グループ全体で32社の子会社と19社の関連会社
持株会社である当社の下に、医療用医薬品卸のメディセオ、エバルス、アトル、東七、化粧品・日用品卸のPALTAC、動物用医薬品・食品関連のMPアグロ、MP五協フード&ケミカルなど32社の子会社がぶら下がる。また、関連会社としてフローラディスカバリー(腸内細菌叢測定)やプリメディカ(予防医療研究)などヘルスケア領域の新興企業も含む。グループ全体で人々の健康と美に関わる商品を一貫して供給する体制を整えている。
デジタルと共創で広がる事業領域
PALTACは2026年3月にヘルス&ビューティーケア領域のBtoBマッチングサイト「Nice2meet」を開設し、メーカーと小売の出会いをオンライン化した。また、あらたやプラネットと共同で商品情報一元管理の新会社を設立。医療用医薬品分野ではSPLineがスペシャリティ医薬品の流通企画を手がけ、メディエは医療材料データベースを構築。予防医療ではJCRファーマと協業し超希少疾患領域の新薬開発を進めており、2025年にはFDA、欧州委員会、厚生労働省からオーファンドラッグ指定を受けた。

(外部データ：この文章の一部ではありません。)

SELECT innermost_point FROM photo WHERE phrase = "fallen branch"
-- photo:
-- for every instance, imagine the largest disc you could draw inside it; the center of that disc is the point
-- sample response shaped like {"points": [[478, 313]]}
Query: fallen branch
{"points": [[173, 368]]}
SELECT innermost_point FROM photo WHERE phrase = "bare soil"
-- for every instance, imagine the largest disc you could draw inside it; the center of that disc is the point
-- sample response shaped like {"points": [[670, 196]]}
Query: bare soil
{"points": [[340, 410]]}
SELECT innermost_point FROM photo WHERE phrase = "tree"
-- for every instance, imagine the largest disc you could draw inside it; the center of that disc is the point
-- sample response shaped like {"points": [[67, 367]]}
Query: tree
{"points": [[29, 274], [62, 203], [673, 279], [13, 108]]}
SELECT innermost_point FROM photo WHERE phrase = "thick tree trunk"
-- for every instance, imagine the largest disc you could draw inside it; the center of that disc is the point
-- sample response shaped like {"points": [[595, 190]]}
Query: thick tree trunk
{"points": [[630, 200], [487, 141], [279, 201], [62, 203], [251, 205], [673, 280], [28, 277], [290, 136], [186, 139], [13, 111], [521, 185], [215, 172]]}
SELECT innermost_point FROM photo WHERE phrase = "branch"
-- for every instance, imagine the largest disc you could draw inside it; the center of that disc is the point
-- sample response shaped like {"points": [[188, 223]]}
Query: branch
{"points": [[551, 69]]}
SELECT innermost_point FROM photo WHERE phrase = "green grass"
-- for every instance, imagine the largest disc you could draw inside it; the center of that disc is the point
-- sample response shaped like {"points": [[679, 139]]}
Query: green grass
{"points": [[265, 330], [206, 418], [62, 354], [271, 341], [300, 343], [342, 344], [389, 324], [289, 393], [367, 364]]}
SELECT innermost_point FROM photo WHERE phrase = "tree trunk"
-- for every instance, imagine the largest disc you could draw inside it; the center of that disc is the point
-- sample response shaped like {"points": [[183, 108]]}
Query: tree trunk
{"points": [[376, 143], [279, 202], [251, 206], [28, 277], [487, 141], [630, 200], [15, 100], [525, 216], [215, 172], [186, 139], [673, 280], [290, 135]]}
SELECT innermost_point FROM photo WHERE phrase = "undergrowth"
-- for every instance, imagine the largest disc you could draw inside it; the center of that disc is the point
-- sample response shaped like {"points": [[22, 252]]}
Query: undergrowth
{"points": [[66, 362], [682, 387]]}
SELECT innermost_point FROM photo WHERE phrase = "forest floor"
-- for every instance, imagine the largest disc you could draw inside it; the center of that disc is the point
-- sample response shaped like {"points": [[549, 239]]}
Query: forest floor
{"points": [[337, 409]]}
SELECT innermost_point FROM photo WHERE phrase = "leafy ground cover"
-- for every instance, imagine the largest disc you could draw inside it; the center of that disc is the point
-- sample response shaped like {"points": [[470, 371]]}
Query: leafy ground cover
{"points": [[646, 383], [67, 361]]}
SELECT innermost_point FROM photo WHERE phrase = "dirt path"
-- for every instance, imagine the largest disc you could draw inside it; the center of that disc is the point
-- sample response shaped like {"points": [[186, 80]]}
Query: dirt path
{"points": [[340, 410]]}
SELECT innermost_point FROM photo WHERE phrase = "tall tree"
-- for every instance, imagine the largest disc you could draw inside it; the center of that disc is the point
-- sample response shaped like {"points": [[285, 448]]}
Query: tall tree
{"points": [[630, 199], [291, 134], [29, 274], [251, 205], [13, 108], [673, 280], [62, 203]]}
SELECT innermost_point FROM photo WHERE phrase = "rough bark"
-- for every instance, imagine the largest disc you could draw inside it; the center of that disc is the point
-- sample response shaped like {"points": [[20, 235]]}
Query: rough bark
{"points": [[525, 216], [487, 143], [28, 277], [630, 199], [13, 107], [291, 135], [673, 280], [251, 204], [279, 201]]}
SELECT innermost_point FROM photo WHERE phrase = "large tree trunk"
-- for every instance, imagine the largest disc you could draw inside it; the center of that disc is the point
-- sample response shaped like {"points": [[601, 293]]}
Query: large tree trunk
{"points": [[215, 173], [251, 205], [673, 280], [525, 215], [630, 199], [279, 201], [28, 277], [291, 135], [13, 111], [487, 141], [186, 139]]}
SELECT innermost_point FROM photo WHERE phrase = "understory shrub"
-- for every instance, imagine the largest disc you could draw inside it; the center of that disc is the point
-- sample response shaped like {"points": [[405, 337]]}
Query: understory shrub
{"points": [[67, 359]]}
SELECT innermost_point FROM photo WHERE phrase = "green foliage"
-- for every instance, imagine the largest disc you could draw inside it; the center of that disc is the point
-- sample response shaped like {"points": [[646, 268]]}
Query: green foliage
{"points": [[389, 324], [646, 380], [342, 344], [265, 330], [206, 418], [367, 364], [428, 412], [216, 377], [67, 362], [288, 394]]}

業界の中での役割は医薬品・化粧品・日用品等の卸売業(中間流通)。にあたる。
この章の文章は、有価証券報告書と会社の開示をもとにAIが編纂しています。数値は開示のままで、AIには生成させていません。
何をしている会社か
有価証券報告書「事業の内容」(2026/3期)より
事業別の売上と利益
2026/3期| 事業 | 売上 | 構成比 | 利益 | 利益率 |
|---|---|---|---|---|
| 医療用医薬品等卸売事業 | 2.5兆円 | 64.5% | 243億円 | 1.0% |
| 化粧品・日用品、一般用医薬品卸売事業 | 1.2兆円 | 32.4% | 264億円 | 2.1% |
| 動物用医薬品・食品加工原材料卸売等関連事業 | 1,173億円 | 3.1% | 23億円 | 2.0% |
有価証券報告書のセグメント情報から、外部顧客への売上とセグメント利益をそのまま掲載しています。全社費用・セグメント間取引の消去は含みません。
01医療機関(病院・診療所)主力
医療用医薬品卸売事業として、病院・診療所等の医療機関向けに医療用医薬品、医療機器、医療材料、臨床検査試薬を販売。グループ会社(メディセオ、エバルス、アトル、東七等)が各地域で展開。スペシャリティ医薬品の流通企画(SPLine)や医療機器専門(MMコーポレーション)も含む。
主要顧客病院、診療所
- 医療用医薬品
- 病院・診療所で使用される処方箋医薬品。先発品・後発品を取り扱う。
- 医療機器・医療材料
- 手術器具、カテーテル、注射針、衛生材料等。ディスポーザブル品から高額機器まで。
- 臨床検査試薬
- 血液検査、生化学検査等に用いる試薬・キット。
02ドラッグストア・小売主力
化粧品・日用品、一般用医薬品卸売事業として、ドラッグストア、スーパー、コンビニ等向けに化粧品、日用品、一般用医薬品(OTC)を販売。グループ会社PALTACが主力。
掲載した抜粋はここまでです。